What do you do when your career as a rock star is fading? You start making music for kids. Here are a few bands that now produce kiddie rock.

The Verve Pipe Kiddie RockThe Verve Pipe were a very popular alternative rock band in the mid-‘90s. Their first single “Photograph” was a big hit on rock radio, but “The Freshmen” hit the Billboard Top 5. It was a sad, haunting song about a doomed relationship. In 2009, having not had a hit in a decade, the band turned to music for kids and released The Family Album.

Dan Zanes was the lead singer the 1980s college rock band the Del Fuegos. Their best known song was “I Still Want You,” which was used in a beer commercial. By the late ‘90s, the band had broken up, Zanes got married, and had a baby, and started recording kids music. His first children’s album Rocket Ship Beach was critically acclaimed, and established the burgeoning genre of “kindie”—or “kid indie” rock. In 2005, the Disney Channel hired him to make music videos of some of his songs to run between shows for preschoolers.

In the ‘90s, Kay Hanley fronted the alternative rock band Letters to Cleo, who had hits including “Here and Now” and “Awake.” She embarked on a solo career too, culminating in writing and performing the power-pop songs for the 2000 live-action version of Josie and the Pussycats. In the mid-2000s, she signed a deal with Disney. First, she provided backing vocals in the studio and on the road for Miley Cyrus-as-Hannah Montana. Then she performed the theme song for several Disney Channel shows, including My Friends Tigger and Pooh.

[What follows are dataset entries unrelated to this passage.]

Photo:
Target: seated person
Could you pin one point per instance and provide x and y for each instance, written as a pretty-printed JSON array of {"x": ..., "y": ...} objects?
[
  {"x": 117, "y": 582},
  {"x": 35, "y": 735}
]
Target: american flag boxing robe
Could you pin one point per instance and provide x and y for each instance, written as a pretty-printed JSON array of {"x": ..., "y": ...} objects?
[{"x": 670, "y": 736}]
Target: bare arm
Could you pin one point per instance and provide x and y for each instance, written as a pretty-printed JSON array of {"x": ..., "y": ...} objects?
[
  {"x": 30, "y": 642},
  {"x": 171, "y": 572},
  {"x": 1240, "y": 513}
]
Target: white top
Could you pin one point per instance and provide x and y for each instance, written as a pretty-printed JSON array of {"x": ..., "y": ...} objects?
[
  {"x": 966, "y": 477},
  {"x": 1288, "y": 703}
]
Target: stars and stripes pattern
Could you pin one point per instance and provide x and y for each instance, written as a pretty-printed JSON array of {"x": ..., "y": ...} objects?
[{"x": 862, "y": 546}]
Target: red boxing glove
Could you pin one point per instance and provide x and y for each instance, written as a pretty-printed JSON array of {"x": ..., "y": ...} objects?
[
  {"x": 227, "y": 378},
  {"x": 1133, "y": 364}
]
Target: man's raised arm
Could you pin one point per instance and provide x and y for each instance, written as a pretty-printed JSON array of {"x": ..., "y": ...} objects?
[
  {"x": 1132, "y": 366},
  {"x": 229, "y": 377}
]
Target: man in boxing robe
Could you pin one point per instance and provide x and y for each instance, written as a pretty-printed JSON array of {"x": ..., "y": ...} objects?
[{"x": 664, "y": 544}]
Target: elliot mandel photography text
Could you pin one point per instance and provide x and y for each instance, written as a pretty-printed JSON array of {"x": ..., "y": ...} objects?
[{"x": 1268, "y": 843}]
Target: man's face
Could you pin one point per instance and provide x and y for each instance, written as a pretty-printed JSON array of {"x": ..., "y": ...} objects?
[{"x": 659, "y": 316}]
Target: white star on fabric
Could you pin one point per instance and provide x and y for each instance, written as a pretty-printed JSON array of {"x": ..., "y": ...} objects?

There was an “Australian Invasion” in pop music in the late 1980s—bands like Crowded House and INXS found international success. Producing a few minor hits was a band from Sydney called the Cockroaches.

If you have a kid, some of those band members might look familiar. That’s because after the band fizzled out in the early 1990s, band member Anthony Field earned a degree in early childhood education, and formed a kiddie band with some other students, and his old Cockroaches bandmate, Jeff Fatt. That band became the Wiggles, the most successful children’s act of all time, selling more than 17 million DVDs and four million albums.